Rodney Crain 3 years, 11 months ago

I hope it has some sway over the 9 recruits left out of the Top 100, of which we have offers to only 7.

Greg Ledom 3 years, 11 months ago

The other 2 must have eligibility issues..........

Kent Richardson 3 years, 11 months ago

Rodney, It has been both of our thinking we need big time recruits to go deep.

Humpy Helsel 3 years, 11 months ago

This will die down and it will be business as usual with the NCAA and their member institutions. Sadly, it seems real systemic change has to be driven through the courts. The hypocrisy of the use of the sacred word of "amateurism" in the context of both the NCAA and many of it's member institutions who make millions off of talents of these kids is more than apparent.

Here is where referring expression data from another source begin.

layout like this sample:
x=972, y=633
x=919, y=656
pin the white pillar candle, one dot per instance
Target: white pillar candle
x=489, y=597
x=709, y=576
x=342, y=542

Rodney Crain 3 years, 11 months ago

A review of their process is warranted, nothing more.

The issue here is communication and how to proceed by all members; student, school and the NCAA. It appears the NCAA is only going to go so far and without the "new" information by outside organizations that were provided via KU was the reason we got them to move forward. KU going public on the process and what it had provided also seemed to move this forward.

This is no way to run an investigation and the NCAA should be taken to task for how this specific case was handled. If the school is responsible for doing the NCAA's work to clear a player then that should have been made clear upfront. Also the NCAA should be forthcoming early in the process.

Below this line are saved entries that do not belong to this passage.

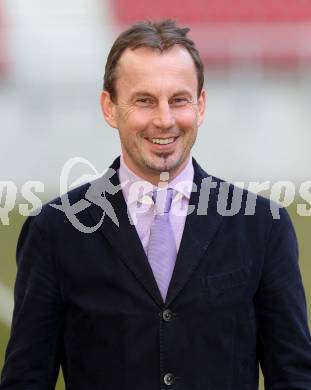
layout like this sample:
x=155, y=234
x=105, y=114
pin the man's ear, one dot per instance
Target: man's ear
x=108, y=109
x=201, y=106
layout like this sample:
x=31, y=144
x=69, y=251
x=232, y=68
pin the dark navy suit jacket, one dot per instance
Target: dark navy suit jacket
x=90, y=303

Court is a last resort to me, there should be an open investigation into the NCAA on this issue. Its findings made public so that any other schools dealing with a case like this knows the path to a resolution.

Henry Joseph Hofmeister 3 years, 11 months ago

spot on agreed. but if a kid is allowed into a university then he/she should've met the same requirements as anyone else. the new facts about amateurism explain a lot. how did everyone believe it was coursework the entire time? communication.

Kent Richardson 3 years, 11 months ago

We do have a really short attention span as a public. I think we fans of KU will not forget for a while.

Yonatan Negash 3 years, 11 months ago

Great news, this is indeed a game changer.

Suzi Marshall 3 years, 11 months ago

I know Self won't do it, but it would be kinda fun for him to start Diallo at the Dec. 1 home game. It can be looked upon as a reward for handling his mysterious suspension with class.

"The NCAA concluded that Diallo received a limited amount of extra benefits" and his attorney said those benefits totaled $165, which sounds like Drame took him out to dinner once or twice.

Bill Corrigan 3 years, 11 months ago

Just a thought --

Cheick: You might consider writing/publishing an open letter of thanks to Coach Self, KU Athletic Director Sheahon Zenger, guardian Tiding Drame, attorney Donald Jackson who worked so long and hard on your behalf.

Best wishes as you embark on your collegiate basketball career.

Micky Baker 3 years, 11 months ago

What could the "impermissible" benefits possibly have been from a legal guardian?

Joe Joseph 3 years, 11 months ago

All of this:

“This five-game suspension was nothing more than a pre-textual justification for a flawed investigation. There were no legitimate academic issues relative to Cheick’s secondary school education and no legitimate amateurism issues relative to Cheick’s involvement with Mr. Drame. Conveniently, the fifth game of Cheick's five-game suspension is today’s game (vs. Vanderbilt). This case cast a spotlight on the flawed methodology of Eligibility Center investigations. This young man served a ‘de facto’ suspension with no credible justification for his suspension,” Jackson added.

David Kelley-Wood 3 years, 11 months ago

I was beginning to wonder whether Cheick was going to be cleared at all, so setting aside all of the well-justified 'should-have-beens', this definitely warrants a great big expression of HAPPY THANKSGIVING, ROCK CHALK STYLE!

Dale Rogers 3 years, 11 months ago

Jackson appears to be positioning himself to head up a class-action lawsuit. I, for one, hope he gets it.

Bryce Landon 3 years, 11 months ago

This should not be the end of the matter. KU should sue the NCAA for the $100K they spent to get the NCAA off its fat ass and make a ruling on this matter.

Aaron Paisley 3 years, 11 months ago

Oliver Luck's statement completely contradicts the official reasoning for the suspension.